Currently KubeGateway supports Round Robin and Random Load Balance strategies, which are simple and effective and can meet the needs of most scenarios. In addition, KubeGateway supports flexible Load Balance policy extensions, which can quickly implement Algorithms such as Least Request to meet the needs of more scenarios.

APIserver health monitoring

KubeGateway will periodically access the kube-apiserver’s /healthz interface for health monitoring. Proxy traffic will only be forwarded to healthy kube-apiserver; unhealthy kube-apiserver will be temporarily blocked, and new traffic will only be added when it is restored to health.

Rate limiting

KubeGateway provides the ability to rate limit, which can effectively prevent upstream kube-apiserver from overloading in certain situations. The rate limiting configuration compared to Kubernetes its own APF (API Priority and Fairness), is easier to understand and configure. After the request info is parsed and route matched, KubeGateway determines the rate limiting rule for this request.

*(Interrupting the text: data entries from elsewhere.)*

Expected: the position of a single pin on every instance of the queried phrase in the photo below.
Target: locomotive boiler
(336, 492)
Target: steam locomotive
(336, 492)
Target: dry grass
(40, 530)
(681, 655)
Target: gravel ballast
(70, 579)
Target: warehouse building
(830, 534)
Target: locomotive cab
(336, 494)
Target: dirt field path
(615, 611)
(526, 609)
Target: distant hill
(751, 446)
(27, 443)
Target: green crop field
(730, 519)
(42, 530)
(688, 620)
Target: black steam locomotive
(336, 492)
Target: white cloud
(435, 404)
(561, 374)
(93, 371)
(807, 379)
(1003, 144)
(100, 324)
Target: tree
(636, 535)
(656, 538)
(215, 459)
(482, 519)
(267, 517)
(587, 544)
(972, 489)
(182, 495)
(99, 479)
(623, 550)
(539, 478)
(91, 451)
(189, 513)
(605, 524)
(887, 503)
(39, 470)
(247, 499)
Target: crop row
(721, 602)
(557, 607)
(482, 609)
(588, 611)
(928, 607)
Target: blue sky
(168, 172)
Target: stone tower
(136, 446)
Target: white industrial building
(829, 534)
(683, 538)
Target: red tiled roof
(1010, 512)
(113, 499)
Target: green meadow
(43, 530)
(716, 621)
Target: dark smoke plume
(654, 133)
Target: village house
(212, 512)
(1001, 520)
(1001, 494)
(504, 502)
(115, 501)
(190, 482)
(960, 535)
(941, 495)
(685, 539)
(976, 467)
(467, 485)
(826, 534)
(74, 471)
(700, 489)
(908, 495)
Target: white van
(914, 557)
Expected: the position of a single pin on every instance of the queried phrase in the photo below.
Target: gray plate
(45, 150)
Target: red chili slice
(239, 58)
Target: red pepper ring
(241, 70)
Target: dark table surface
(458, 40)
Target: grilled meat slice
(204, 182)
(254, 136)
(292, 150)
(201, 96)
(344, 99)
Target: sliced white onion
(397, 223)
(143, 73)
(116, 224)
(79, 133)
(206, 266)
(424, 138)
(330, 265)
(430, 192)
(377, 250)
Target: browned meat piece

For example, we want to restrict the list pod the QPS but also to control components (such as controller-manager, scheduler ) exempt. We can distinguish between two types of users in the route matching and then configure rate limiting rules separately for them.

rate limiting

KubeGateway provides two strategies for rate limiting:

Circuit Breaker

KubeGateway supports rejecting all requests to deal with abnormal cluster governance surfaces.

In the kube-apiserver or ETCD failure, it may cause an avalanche. In this situation, some requests will succeed, some will fail. The client keeps retrying, which can easily lead to unexpected behaviors, such as node offline, a large number of pods evictions and deletions.

In this case, the developer can through the KubeGateway downgrade operation to reject all traffic. In the state, the cluster is equivalent to being frozen,which can ensure that the existing pods remain alive to avoid business impact. After the kube-apiserver returns to normal , first release restrictions allowing node to report heartbeat, and then restore the cluster’s other traffic.

Reverse Proxy

KubeGateway has the following key technical points in the reverse proxy part:

User Impersonation

When forwarding, KubeGateway impersonates users by adding the following user information in the headers to the upstream kube-apiserver.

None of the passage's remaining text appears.